By Kevin Cheung, Associate Professor, School of Mathematics and Statistics

Since I started using digital technology in my teaching, I have always had a bit of anxiety for what could go wrong and when. After all, Murphy’s Law states that anything that can go wrong will go wrong. Still fresh in my mind are some moments when the data projector failed, the presentation program froze, the learning management system went down during an online quiz.

I have always tried to have a “low-tech” back-up plan whenever I can. In particular, I am almost always prepared to give a chalk-and-talk lecture if necessary. The need to have such a plan is something that I learned from Scott Berkun’s Confessions of a Public Speaker. Admittedly, as I rely on digital technology more and more, such back-up plans become less and less comprehensive because certain learning activities simply cannot be well approximated through non-digital means.

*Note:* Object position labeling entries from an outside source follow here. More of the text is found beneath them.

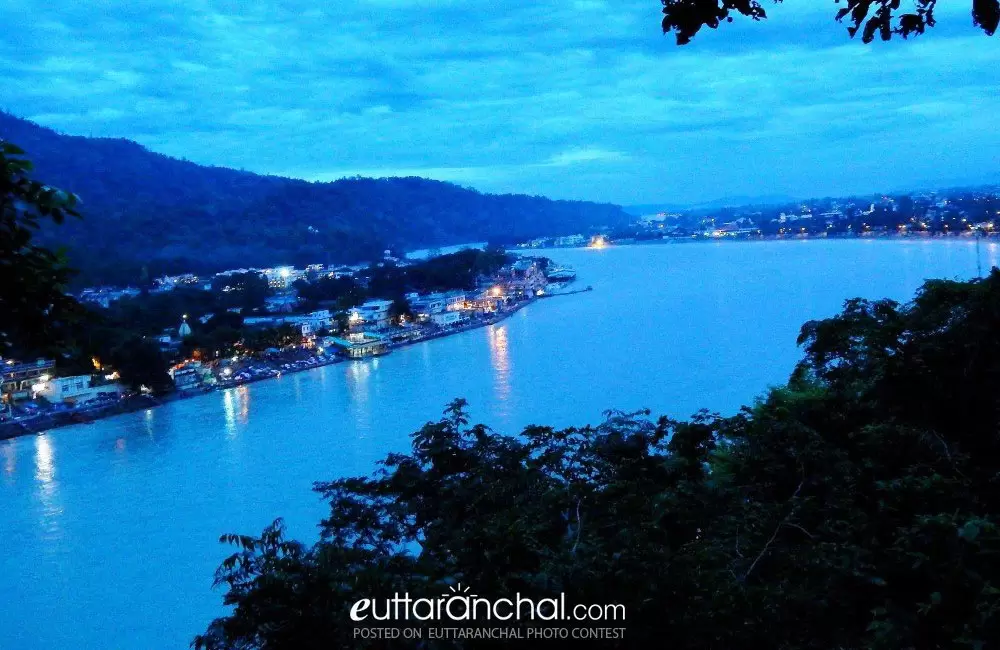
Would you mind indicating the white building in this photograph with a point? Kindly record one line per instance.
(374, 313)
(447, 318)
(79, 389)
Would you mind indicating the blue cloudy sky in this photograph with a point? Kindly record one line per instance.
(568, 98)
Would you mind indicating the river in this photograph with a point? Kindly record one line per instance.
(110, 530)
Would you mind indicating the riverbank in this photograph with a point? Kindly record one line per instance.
(989, 237)
(42, 423)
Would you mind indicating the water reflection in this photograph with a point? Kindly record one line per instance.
(236, 408)
(359, 388)
(9, 458)
(500, 359)
(45, 474)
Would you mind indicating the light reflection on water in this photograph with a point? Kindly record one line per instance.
(90, 515)
(500, 358)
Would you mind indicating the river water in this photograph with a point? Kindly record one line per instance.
(109, 531)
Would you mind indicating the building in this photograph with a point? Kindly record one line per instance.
(18, 378)
(104, 296)
(526, 277)
(79, 389)
(359, 345)
(192, 377)
(374, 313)
(426, 306)
(571, 241)
(446, 318)
(312, 322)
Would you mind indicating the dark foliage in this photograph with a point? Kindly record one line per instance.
(855, 507)
(882, 18)
(36, 315)
(145, 209)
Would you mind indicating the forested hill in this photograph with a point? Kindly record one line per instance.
(144, 209)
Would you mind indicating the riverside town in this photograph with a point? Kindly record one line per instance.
(244, 325)
(446, 325)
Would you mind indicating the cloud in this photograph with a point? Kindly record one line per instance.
(581, 99)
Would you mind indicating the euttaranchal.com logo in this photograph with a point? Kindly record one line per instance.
(458, 613)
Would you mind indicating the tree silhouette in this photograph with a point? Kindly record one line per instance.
(882, 18)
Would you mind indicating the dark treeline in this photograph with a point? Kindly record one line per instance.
(854, 507)
(147, 210)
(123, 336)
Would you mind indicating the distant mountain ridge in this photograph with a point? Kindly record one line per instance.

Ironically, today in the midst of a pandemic, what I need to worry about is completely the opposite. Crucial aspects of traditional means for teaching are now inaccessible. The main one being that I can no longer be in the same room as my students. I now have to rely on technology to provide students with a substitute for what they could obtain in an in-person setting.

My previous experience in online teaching helps little for courses that I rarely or have never taught. The reason is that when teaching a class in person, there is the luxury of seeing how students react and adjusting things (e.g. pace, examples) on the fly. In an online course, even with live (synchronous) lectures, it is not so easy to “read” the students. No doubt, online tools such as polling apps can help to a certain extent. But the screen between me and my students remains a barrier, both physically and psychologically. Perhaps someday, virtual reality technology will eliminate that barrier. Unfortunately, it is highly unlikely for that day to arrive before Fall 2020.

What I have come to realize over the past two months is that good teaching is fragile. To me, the principle of universal design for learning now has the added dimension of agility—the ability to adapt quickly to disruptions. The pandemic has now forced instructors all over the world to confront the need for agility head on. One possible positive outcome is that much will have been learned after the crisis is over.